Sexta, 26 Abril 2024

Dentro da coleção Melhores Poemas, a editora Global traz de volta às estantes das livrarias os poemas de Ribeiro Couto, reunidos pelo pesquisador José Almino, da Fundação Casa de Rui Barbosa, responsável também pela apresentação da obra do poeta, contista e embaixador nascido em Santos.

Apesar da temática, da ironia e da coloquialidade modernistas, José Almino destaca que Couto preferiu o lirismo das paisagens à poética do movimento deflagrado pela Semana de Arte Moderna de 1922: “o poema-piada, a celebração da vida urbana, da velocidade, uma auto-satisfacão ufanista diante da cultura e da linguagem popular, vividas por alguns modernos como fonte de inspiração e matéria-prima privilegiada para a criação literária”.

Esse lirismo de Ribeiro Couto se desenrola por meio de duas imagens principais: a chuva e os dias cinzentos, que garantem o tom de melancolia não importa em qual fase de produção desse poeta nascido nesta cidade de muita garoa, chuvas de verão e dias acinzentados, uma melancolia que se repete em cada cidade que o poeta conhece, tanto como viajante sentimental quanto embaixador, como vemos em Invocação do Porto Natal:

O porto em que nasci! Era eu menino
Quando uma vez me viste, olhos no mar,
Pedir ao mar incerto o meu destino.

O mar ouviu-me. Meu destino é errar.
Por onde eu vá, seguindo esse destino,
Entre eu e minha mãe existe o mar.

Enfim, se o barco em que eu voltar um dia
Deva ir ao fundo, que suceda tal
Em frente ao porto a que eu tão bem queria.

E que meu corpo inerte, no balanço
Da onda encontrando o embalo maternal,
Possa no mesmo porto achar descanso.

Essa é a melancolia que Couto leva a qualquer outra cidade ou país objeto de seus poemas. Vejamos:

Recife: “Não és Veneza, ingênuo Recife dos rios inquietos/Não és Veneza, nem tuas casas (oh, quantas cores!)”.

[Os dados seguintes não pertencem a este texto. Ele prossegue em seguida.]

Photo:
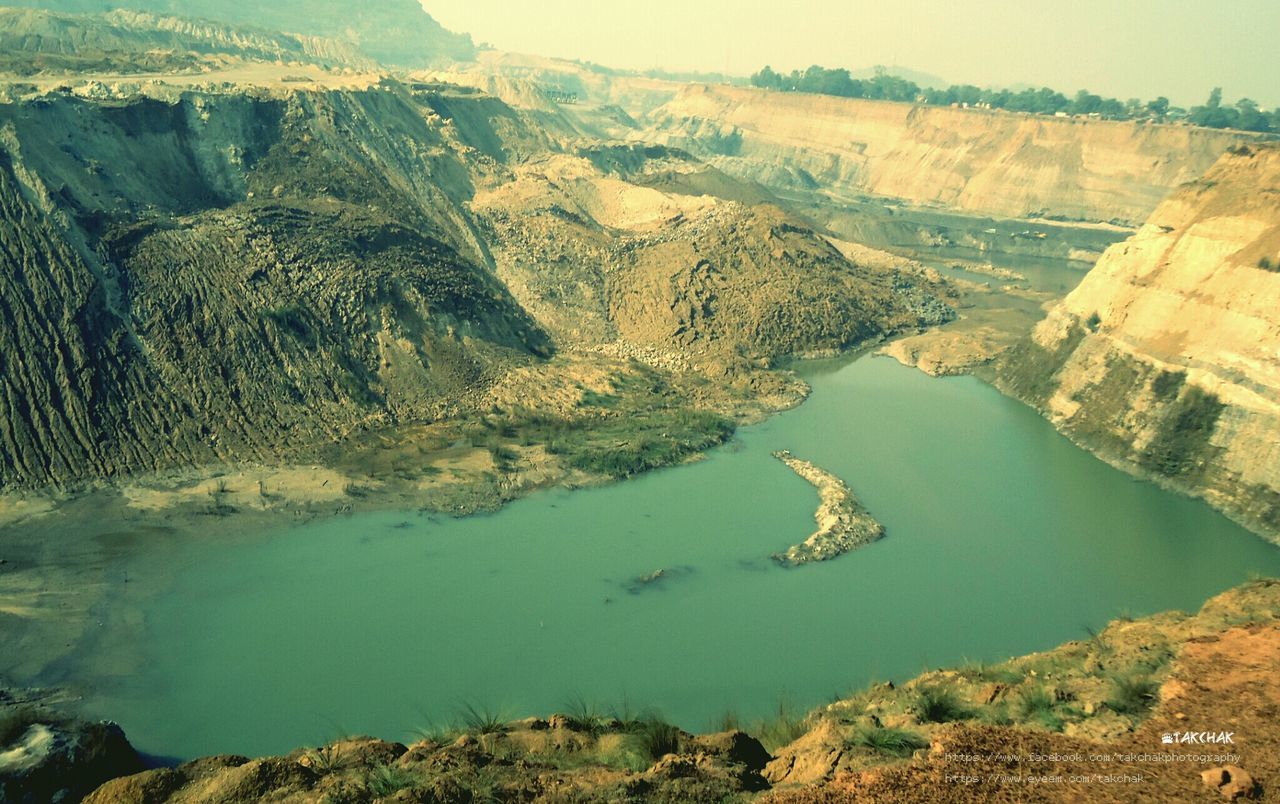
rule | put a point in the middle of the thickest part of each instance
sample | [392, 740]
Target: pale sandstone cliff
[995, 163]
[1166, 357]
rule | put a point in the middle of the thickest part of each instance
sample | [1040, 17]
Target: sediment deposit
[844, 525]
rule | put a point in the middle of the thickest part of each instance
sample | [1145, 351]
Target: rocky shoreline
[844, 524]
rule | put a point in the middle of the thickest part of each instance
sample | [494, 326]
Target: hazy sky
[1119, 48]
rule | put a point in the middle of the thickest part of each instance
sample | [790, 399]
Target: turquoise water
[1002, 539]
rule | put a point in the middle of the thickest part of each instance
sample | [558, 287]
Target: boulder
[1232, 781]
[49, 759]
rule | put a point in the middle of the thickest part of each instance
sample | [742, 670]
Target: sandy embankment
[842, 522]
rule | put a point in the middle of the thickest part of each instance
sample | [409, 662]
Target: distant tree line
[1244, 115]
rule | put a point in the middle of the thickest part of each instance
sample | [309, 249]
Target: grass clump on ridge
[1132, 693]
[887, 741]
[938, 704]
[782, 727]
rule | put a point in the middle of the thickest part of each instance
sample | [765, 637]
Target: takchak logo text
[1200, 738]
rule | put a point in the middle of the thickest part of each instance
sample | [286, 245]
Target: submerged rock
[842, 522]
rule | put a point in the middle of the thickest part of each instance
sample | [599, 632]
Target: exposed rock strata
[844, 525]
[997, 163]
[1166, 359]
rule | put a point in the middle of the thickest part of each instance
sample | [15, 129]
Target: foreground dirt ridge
[1086, 721]
[1164, 359]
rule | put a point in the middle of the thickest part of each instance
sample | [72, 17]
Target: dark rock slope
[232, 278]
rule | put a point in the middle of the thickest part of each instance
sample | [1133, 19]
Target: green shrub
[782, 729]
[478, 718]
[887, 741]
[938, 704]
[387, 780]
[1132, 693]
[657, 739]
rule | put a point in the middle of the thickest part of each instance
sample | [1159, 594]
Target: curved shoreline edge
[844, 524]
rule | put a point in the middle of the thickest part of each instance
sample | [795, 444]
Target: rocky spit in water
[842, 522]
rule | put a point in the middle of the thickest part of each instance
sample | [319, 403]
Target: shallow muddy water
[1002, 539]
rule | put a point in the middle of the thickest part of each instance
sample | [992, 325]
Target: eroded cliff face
[1166, 357]
[993, 163]
[238, 277]
[260, 275]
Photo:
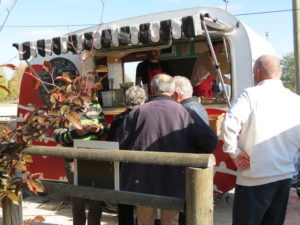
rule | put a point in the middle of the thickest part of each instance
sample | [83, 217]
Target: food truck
[182, 36]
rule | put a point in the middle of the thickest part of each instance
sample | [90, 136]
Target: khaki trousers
[147, 216]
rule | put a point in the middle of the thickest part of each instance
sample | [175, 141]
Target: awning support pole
[217, 64]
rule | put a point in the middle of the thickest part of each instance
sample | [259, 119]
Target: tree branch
[8, 13]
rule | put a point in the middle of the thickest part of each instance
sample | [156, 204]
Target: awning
[115, 37]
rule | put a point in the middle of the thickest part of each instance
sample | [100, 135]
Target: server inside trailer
[182, 58]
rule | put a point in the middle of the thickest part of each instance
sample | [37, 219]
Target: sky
[36, 19]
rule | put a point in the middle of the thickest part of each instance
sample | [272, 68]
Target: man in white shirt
[261, 132]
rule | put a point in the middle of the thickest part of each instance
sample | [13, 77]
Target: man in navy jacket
[161, 125]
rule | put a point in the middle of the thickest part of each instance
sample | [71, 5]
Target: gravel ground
[57, 210]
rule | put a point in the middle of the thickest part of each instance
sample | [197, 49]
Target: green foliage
[288, 71]
[3, 82]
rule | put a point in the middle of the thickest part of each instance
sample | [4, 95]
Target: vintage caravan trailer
[181, 35]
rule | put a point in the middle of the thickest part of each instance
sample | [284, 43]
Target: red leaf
[74, 121]
[48, 66]
[37, 84]
[64, 79]
[4, 88]
[11, 66]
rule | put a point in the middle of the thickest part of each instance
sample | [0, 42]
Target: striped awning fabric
[114, 37]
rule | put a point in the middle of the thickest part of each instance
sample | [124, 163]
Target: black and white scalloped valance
[114, 37]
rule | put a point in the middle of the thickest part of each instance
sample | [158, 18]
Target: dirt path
[57, 210]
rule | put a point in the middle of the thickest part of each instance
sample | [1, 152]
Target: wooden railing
[198, 202]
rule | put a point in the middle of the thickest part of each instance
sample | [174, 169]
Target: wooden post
[199, 196]
[12, 213]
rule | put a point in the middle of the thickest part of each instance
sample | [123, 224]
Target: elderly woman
[134, 97]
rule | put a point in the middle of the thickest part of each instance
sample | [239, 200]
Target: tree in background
[14, 83]
[288, 71]
[3, 83]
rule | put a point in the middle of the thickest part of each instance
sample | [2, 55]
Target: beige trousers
[147, 216]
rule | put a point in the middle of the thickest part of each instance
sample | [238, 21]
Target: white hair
[135, 96]
[163, 83]
[183, 86]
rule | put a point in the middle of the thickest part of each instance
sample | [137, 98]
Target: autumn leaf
[11, 66]
[48, 66]
[64, 109]
[21, 166]
[13, 197]
[74, 121]
[4, 88]
[37, 84]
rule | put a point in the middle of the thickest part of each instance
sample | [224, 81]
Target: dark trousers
[261, 205]
[125, 214]
[78, 204]
[78, 211]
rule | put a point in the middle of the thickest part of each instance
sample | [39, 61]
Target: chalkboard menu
[59, 66]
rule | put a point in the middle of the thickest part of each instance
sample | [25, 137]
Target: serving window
[181, 58]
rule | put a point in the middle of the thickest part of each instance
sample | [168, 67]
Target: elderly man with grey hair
[161, 125]
[183, 94]
[134, 97]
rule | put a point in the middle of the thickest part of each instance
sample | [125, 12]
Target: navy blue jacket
[161, 125]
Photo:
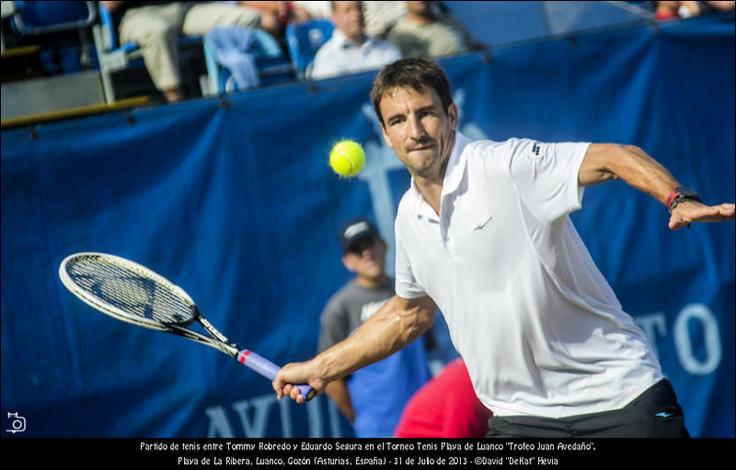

Rio de Janeiro: “E no peito de todos um confuso entusiasmo de felicidade”.

São Paulo: “Pensa agora um momento naquele pobre padre,/Há quatrocentos anos, nestas mesmas colinas,/Sozinho, perdido entre as ínvias florestas,/Iniciando em Deus os bugres desconfiados/E fundando o espírito de tudo que vês.”

São Vicente: “Agora, nas praias que os coqueiros ainda enfeitam,/Os bangalôs dos engenheiros ingleses/Dormem no calor da tarde.”

Suíça: “Afonso, ela á tão calma e branca, esta Suíça!/Dá vontade de ser pastor nas suas montanhas./No entanto eu sei que no teu peito (e no meu peito)/Sua mão de enfermeira é fria, é fria.”

Nova Iorque: “Os buildings, à noite, são altos de morro,/Janelas sem sono de nações perdidas,/Queimando exiladas nas negras alturas.”

França: “É domingo de sol neste burgo de França./ Século XIII. O carrilhão chamando à missa.”

Nem falamos da série Chão antigo, com poemas sobre terras portuguesas:

Alentejo: “É tudo chuva, é tudo rio./Nadando vão outros rebanhos./Fidalgos do reino algarvio/Oferecem barcos estranhos./Aquele é o Infante Dom Henrique,/Pelo chapéu o reconhece:/Em Sagres, no rochedo a pique,/Interroga o mar que escurece.”

Um dos mais conceituados críticos literários do Brasil, Wilson Martins, escreveu que a sensibilidade de Couto foi formada, desde o início, “entre a saudade da casa paterna e a solicitação do mundo”.

É assim, entre o porto natal e os portos da vida, que Ribeiro Couto canta sua melancolia na estrofe final de Lamentação do Caiçara:

O bem esperado ainda hoje o não tenho,
Mas pelo mundo andei e até me perdi.
Agora, a um outro cais é que cismar eu venho
E fica noutro mar o porto em que nasci.
Irão até ele estas ondas que passam ligeiras?
Levarão meu corpo a uma praia com palmeiras?
Se levarem, posso morrer aqui.

A coletânea reúne poemas das obras O jardim das confidências (1915-1919), Poemetos de ternura e de melancolia (1919-1922), Um homem na multidão (1921-1924), Canções de amor (1922-1925), Província (1926-1928), Noroeste e outros poemas do Brasil (1926-1932), Cancioneiro de Dom Afonso (1932-1939), Cancioneiro do ausente (1932-1943), Entre mar e rio (1943-1946) e Longe (poemas reunidos em 1961).

Referências:
Ribeiro Couto. Coleção Melhores Poemas. Seleção de José Almino. São Paulo: Global, 2002.